CLEMSON — The second half got off to an inauspicious start for Clemson as K.C. Rivers was forced to call a timeout off the opening inbounds play, unable to find anyone open from the midcourt line.
Several players were sure coach Oliver Purnell would point out their lackadaisical defense on a couple of late 3-pointers, but even Purnell was hard-pressed to find much more fault with the Tigers once they finally tossed the ball in play.
Sparked by Trevor Booker’s rebound dunk, No. 13 Clemson erupted for 59 second-half points, breaking open a tight game two minutes into the second half in a 93-64 rout of Maryland on Tuesday night.
Two days removed from a stunning upset loss at struggling Virginia, the Tigers showed it might be premature to count them out of the race for second place in the ACC.
“Maryland was playing good ball before they came in here,” Booker said. “We took it to them and showed we’re not somebody to be played with.”
Sophomore guard Terrence Oglesby led six scorers in double figures with 16 points.
But strong outings from sophomore point Demontez Stitt and junior forward Trevor Booker spearheaded the charge as the Tigers (21-4, 7-4 ACC) moved into a tie with Duke for second place in the conference with five regular-season games remaining.
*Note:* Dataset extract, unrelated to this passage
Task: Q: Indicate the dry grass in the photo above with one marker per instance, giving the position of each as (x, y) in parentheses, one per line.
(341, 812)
Clemson travels to last-place Georgia Tech for a 1 p.m. game Sunday.
“The recognition (that) this was an ACC stretch-run game on our home court certainly sank in, and (we had) one of our better games of the year at an opportune time,” Purnell said.
The rout might have been a dagger to the NCAA tournament hopes of the Terrapins (16-9, 5-6), who had won three of their past four games to stir hope of a late-season surge.
Landon Milbourne led Maryland with 13 points, but the team shot 38.3 percent and missed an inordinate amount of layups before the score got out of hand.
Stitt had his best showing in a month, notching 15 points off three 3-pointers while consistently penetrating to collapse Maryland’s defense.
Booker, meanwhile, contributed 11 points and 14 rebounds — adding to both categories with a momentum-swinging slam with 17:33 remaining.
Clemson led 40-35 when Oglesby missed a 3 from the right corner. Booker, standing underneath the far side of the rim, jumped early but hung long enough to sling down the high rebound, sending a charge through the near-capacity Littlejohn Coliseum crowd.
The Tigers went on a 15-4 run the next four minutes and poured it on from there, expanding their lead to 28 with 9:29 to go.
“We missed some shots, they made theirs and took it out right away,” Terps coach Gary Williams said. “We had to match that, and we didn’t do that.”
The 29-point margin of victory marked Clemson’s largest in its series against Maryland, eclipsing a 22-point triumph in 1977.
The Tigers shot 68.8 percent in the second half, and its 59-point total matched its highest output in a half this season.
“We know we’re one of the top teams in the conference if we just come out with the same intensity we did against Duke and tonight,” Stitt said.
“I think this was a big step forward for us.”